There are concerns that quality control orders are being misused to restrict imports, leading to supply chain disruptions. Conducting regulatory impact assessments & streamlining approval processes are essential for India to maintain its reputation as a business-friendly, open economy, explains Ajay Srivastava

l  What are quality control orders?

QUALITY CONTROL ORDERS (QCOs) are mandatory quality standards notified by central government departments. They prescribe specific quality benchmarks that manufacturers — both domestic and foreign—must meet before selling their products in the Indian market. Compliance is assessed through testing, inspection, and certification by the Bureau of Indian Standards (BIS). India has issued QCOs for various products, including toys, footwear, electronic products, electrical appliances, steel, and textiles.

l  Why is India issuing so many of these orders?

DEVELOPED COUNTRIES REGULATE product quality through QCOs, which apply to both domestic and foreign manufacturers. As import duties come down, QCOs have become a key mechanism for controlling imports. Before 2014, India had only 14 QCOs covering 106 products. Since the BIS Act was introduced in 2017, over 140 QCOs have been issued, covering 550 consumer and industrial products, with many more in the pipeline.
QCOs have sparked debate due to their adverse impact on trade and industry. Many businesses argue that they create unreasonable barriers to imports are non-transparent and disrupt supply chains. For example, stringent QCOs on steel have led to supply shortages, affecting various industries.

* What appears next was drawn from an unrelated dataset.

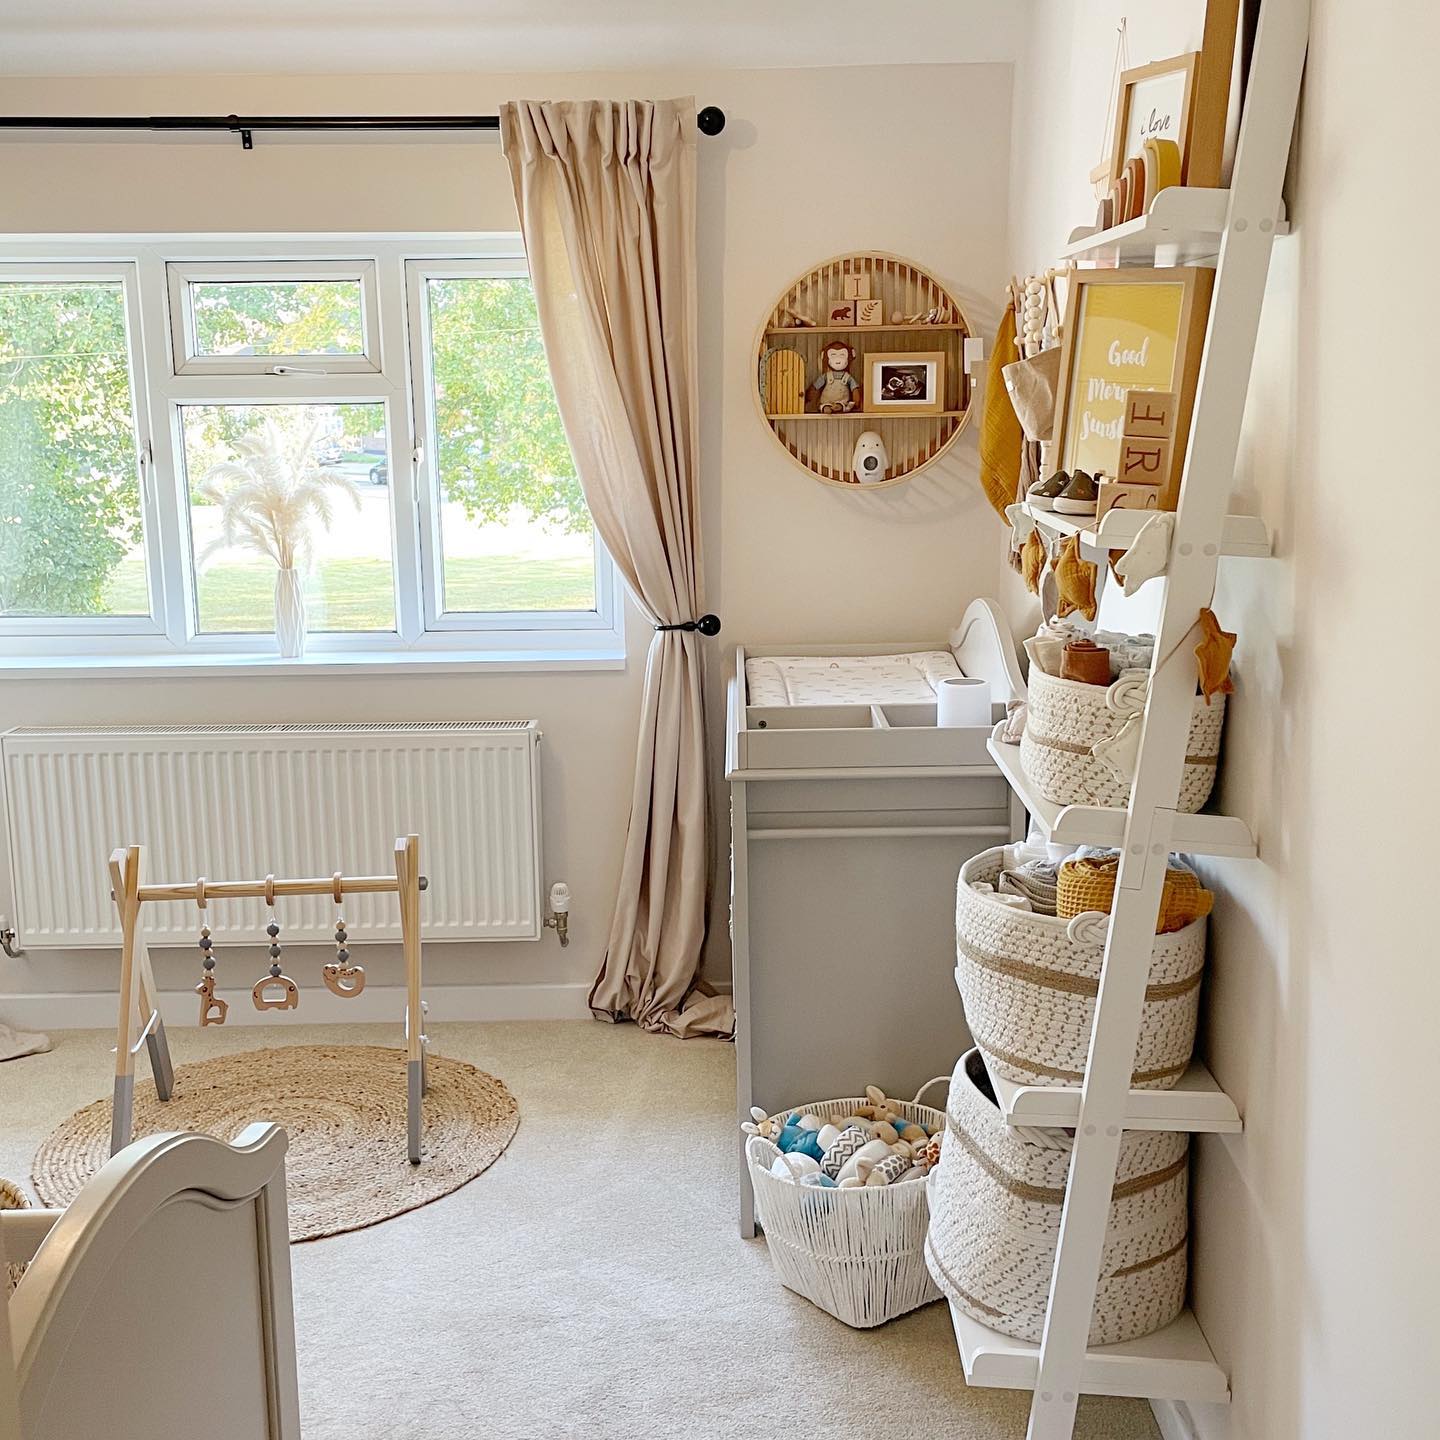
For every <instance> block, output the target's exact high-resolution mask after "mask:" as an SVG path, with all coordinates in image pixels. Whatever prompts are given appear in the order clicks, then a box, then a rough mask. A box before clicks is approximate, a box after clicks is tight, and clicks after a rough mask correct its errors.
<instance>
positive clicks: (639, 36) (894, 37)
mask: <svg viewBox="0 0 1440 1440" xmlns="http://www.w3.org/2000/svg"><path fill="white" fill-rule="evenodd" d="M1027 10H1028V4H1027V3H1025V0H903V3H900V4H894V3H893V0H415V3H409V0H3V4H0V73H6V75H194V73H215V75H245V73H252V75H253V73H265V75H317V73H350V75H367V73H370V75H382V73H418V72H467V71H475V72H491V73H508V72H516V71H599V69H652V68H660V66H685V68H706V69H708V68H719V69H729V68H752V66H757V68H769V66H786V68H791V66H814V65H904V63H920V62H949V60H1007V59H1012V58H1014V55H1015V49H1017V46H1018V43H1020V32H1021V26H1022V22H1024V14H1025V12H1027Z"/></svg>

l  How do QCOs impact steel imports?

THE MINISTRY OF steel requires foreign manufacturers to obtain BIS certification for 1,376 steel grades under the QCO framework. However, the rules have been extended to require a no objection certificate (NOC) for all steel imports, even for grades not covered by QCOs. Given that over 10,000 steel grades are globally in use, this requirement creates significant delays and disrupts the supply chain. The import process, involving multiple regulatory bodies such as the ministry, BIS, and Customs, lacks coordination and functions like an outdated licensing system, leading to delay in Customs clearances, payment of demurrages and loss of business.

l  Are approvals for steel imports being granted selectively?

THERE HAVE BEEN concerns over transparency in BIS approvals for foreign suppliers. In some cases, QCOs have been issued selectively to foreign firms that have joint ventures with large Indian companies, while applications from other foreign suppliers remain pending. Such selective approvals risk distorting competition and unfairly benefiting a few firms.

l  How can implementation be improved?

TO ENSURE QCOs enhance quality without becoming trade barriers, India should consider the following strategies. First, BIS should define predictable timelines for inspections and QCO issuance to avoid unnecessary delays. Second, NOCs should not be required for products outside QCO coverage. For example, India mandates NOCs for all steel grades, despite regulating only 1,376 out of 10,000 global steel grades. Third, QCOs should not apply to products that India does not manufacture, such as Cold Rolled Grain Oriented (CRGO) steel, which is crucial for transformers and primarily imported. Fourth, approvals should be fair and not selectively delayed for certain suppliers or countries. Fifth, industries need sufficient time to adapt to new regulations. Europe provides a four-year transition period for new safety standards, whereas India’s rapid implementation creates compliance challenges, especially for small and medium enterprises (SMEs).
Aligning QCOs with international benchmarks can enhance India’s export competitiveness and attract foreign investment. Strengthening testing facilities, accreditation systems, and market surveillance will further help ensure QCOs function effectively. Finally, conducting Regulatory Impact Assessments before issuing QCOs can help identify potential trade disruptions and allow better decision-making.

l  Can QCOs be misused?

AS GLOBAL TARIFFS decline, countries increasingly use QCOs as a trade restriction tool. China uses pre-registration and factory inspections to delay import approvals. In India, BIS factory inspections lack clear timelines. India should ensure QCOs are genuinely aimed at improving quality rather than restricting imports unfairly.
While QCOs are essential, their implementation must be transparent, efficient, and aligned with global best practices. Streamlining approval processes, conducting regulatory impact assessments, and ensuring fair competition will help India enhance its manufacturing ecosystem while maintaining its reputation as an open and business-friendly economy.